I am now happy to report that the terms of Antonia Draper Dixon’s will have been entirely met and the house, its grounds along with Henry Draper’s Observatory are a working museum now run by the Hastings Historical society, who have let the property on a long term lease from the Village of Hastings.
John William Draper was one of the greatest thinkers of his day, yet he is today largely forgotten and unheard of by all but a few researchers and academics. As such he is recognized as the ‘father’ of portrait photography and the first person to obtain a successful image of an astronomical body – our Moon. During the course of his life he also made many other important contributions to the advancement of science in general; the electric telegraph, spectroscopy, the relationship between heat and light and the phenomenon of phosphorescence. He was also a philosopher who cared deeply about the relationship between Science, Religion and Society, a subject he wrote and spoke about at every available opportunity.
It is also curious to note that Draper was a ‘dabbler’, a term not used in a critical way, but meant to describe his attitude to science. Despite his many and varied contributions to all branches of science he was never truly a specialist – someone who chose a particular area of a specific discipline and concentrated all his efforts on it. He was not a William Huggins – a pioneer of astronomical spectroscopy or Pierre Jules Cesar Janssen – a Solar Physicist; or Isaac Roberts - an Astrophotographer. He treated Science like it was an experiment like the ones he conducted in his student days at the University of London- a project which had to be completed; when done he would then move onto the next one. This trait was one Draper was to show throughout his life.
He conducted pioneering work in the then new ‘art’ of Photography and took the one of earliest photographic portrait of a person in 1840; then he stopped and moved on. In the same year he took the first photograph of the Moon and then did no more.

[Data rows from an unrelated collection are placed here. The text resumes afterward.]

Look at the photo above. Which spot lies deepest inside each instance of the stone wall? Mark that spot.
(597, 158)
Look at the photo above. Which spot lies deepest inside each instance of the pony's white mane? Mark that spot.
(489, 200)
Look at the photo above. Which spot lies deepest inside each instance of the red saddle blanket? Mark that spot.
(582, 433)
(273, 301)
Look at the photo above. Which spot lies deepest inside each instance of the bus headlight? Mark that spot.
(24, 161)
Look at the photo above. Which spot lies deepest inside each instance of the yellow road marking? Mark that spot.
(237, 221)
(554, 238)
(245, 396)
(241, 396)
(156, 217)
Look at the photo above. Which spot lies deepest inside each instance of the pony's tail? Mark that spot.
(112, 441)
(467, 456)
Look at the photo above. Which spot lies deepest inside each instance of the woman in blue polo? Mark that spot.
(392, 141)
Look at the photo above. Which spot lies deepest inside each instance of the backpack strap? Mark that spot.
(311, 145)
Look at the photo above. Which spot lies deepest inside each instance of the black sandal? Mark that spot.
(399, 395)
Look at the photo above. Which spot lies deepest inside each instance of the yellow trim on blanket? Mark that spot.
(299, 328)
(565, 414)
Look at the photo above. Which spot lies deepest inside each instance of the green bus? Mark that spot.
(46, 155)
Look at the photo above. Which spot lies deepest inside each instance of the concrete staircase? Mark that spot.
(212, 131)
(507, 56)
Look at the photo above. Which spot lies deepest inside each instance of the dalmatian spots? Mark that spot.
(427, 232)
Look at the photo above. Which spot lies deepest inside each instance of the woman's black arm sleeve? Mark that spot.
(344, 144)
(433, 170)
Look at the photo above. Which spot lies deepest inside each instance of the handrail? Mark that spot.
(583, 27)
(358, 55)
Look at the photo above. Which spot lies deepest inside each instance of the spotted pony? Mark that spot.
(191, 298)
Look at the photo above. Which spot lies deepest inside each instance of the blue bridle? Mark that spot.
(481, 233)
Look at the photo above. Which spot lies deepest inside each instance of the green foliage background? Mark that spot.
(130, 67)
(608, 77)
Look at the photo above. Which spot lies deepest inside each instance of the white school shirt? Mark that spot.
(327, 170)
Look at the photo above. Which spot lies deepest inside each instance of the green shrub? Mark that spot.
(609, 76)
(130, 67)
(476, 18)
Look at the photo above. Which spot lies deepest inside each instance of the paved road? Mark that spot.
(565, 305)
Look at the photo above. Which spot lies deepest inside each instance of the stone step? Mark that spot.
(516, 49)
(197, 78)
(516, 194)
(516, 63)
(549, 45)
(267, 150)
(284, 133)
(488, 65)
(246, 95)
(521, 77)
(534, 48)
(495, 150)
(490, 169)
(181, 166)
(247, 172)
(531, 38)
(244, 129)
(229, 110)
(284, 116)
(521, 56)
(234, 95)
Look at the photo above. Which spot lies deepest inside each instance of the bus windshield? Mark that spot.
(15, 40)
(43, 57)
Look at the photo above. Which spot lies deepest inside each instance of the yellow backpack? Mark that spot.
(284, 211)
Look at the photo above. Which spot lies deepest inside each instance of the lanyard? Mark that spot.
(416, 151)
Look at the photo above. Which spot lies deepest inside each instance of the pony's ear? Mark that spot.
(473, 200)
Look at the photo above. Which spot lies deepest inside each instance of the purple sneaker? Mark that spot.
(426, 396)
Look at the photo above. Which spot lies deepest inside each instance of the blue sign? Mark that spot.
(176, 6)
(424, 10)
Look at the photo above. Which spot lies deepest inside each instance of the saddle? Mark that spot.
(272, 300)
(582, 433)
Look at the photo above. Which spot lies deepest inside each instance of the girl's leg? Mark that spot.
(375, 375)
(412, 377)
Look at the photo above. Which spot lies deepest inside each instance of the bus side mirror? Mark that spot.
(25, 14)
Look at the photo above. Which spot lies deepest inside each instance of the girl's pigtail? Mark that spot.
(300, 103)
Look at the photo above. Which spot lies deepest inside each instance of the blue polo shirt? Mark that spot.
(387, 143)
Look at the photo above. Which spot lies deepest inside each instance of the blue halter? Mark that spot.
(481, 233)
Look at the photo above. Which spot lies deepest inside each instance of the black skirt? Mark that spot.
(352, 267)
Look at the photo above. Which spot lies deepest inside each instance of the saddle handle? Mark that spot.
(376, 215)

He did not carry on his work in Astrophotography in anyway whatsoever. Why didn’t he try to improve the quality of his images or produce more detailed smaller scale photographs of the craters and seas on the Moon’s surface as many would have done? He did not attempt to take a focussed image of a star, a planet or a nebula. This was left to the other pioneers of astrophotography who followed him and in particular his son Henry Draper. He had completed his ‘experiment’; and it had worked; so he had finished what he had set out to do; and so he turned attention to the next project in his ‘exercise book’.
We are now looking at his ‘exercise book’ over a century after John William Draper closed it for the last time; and seeing what he did well and what he got right. Much of what he did is now seen as naive and wrong, but that is the way of science – the mistakes of others help someone else to the truth.
However no matter what history writes about his life; John William Draper was and always will be the ‘First Astrophotographer’.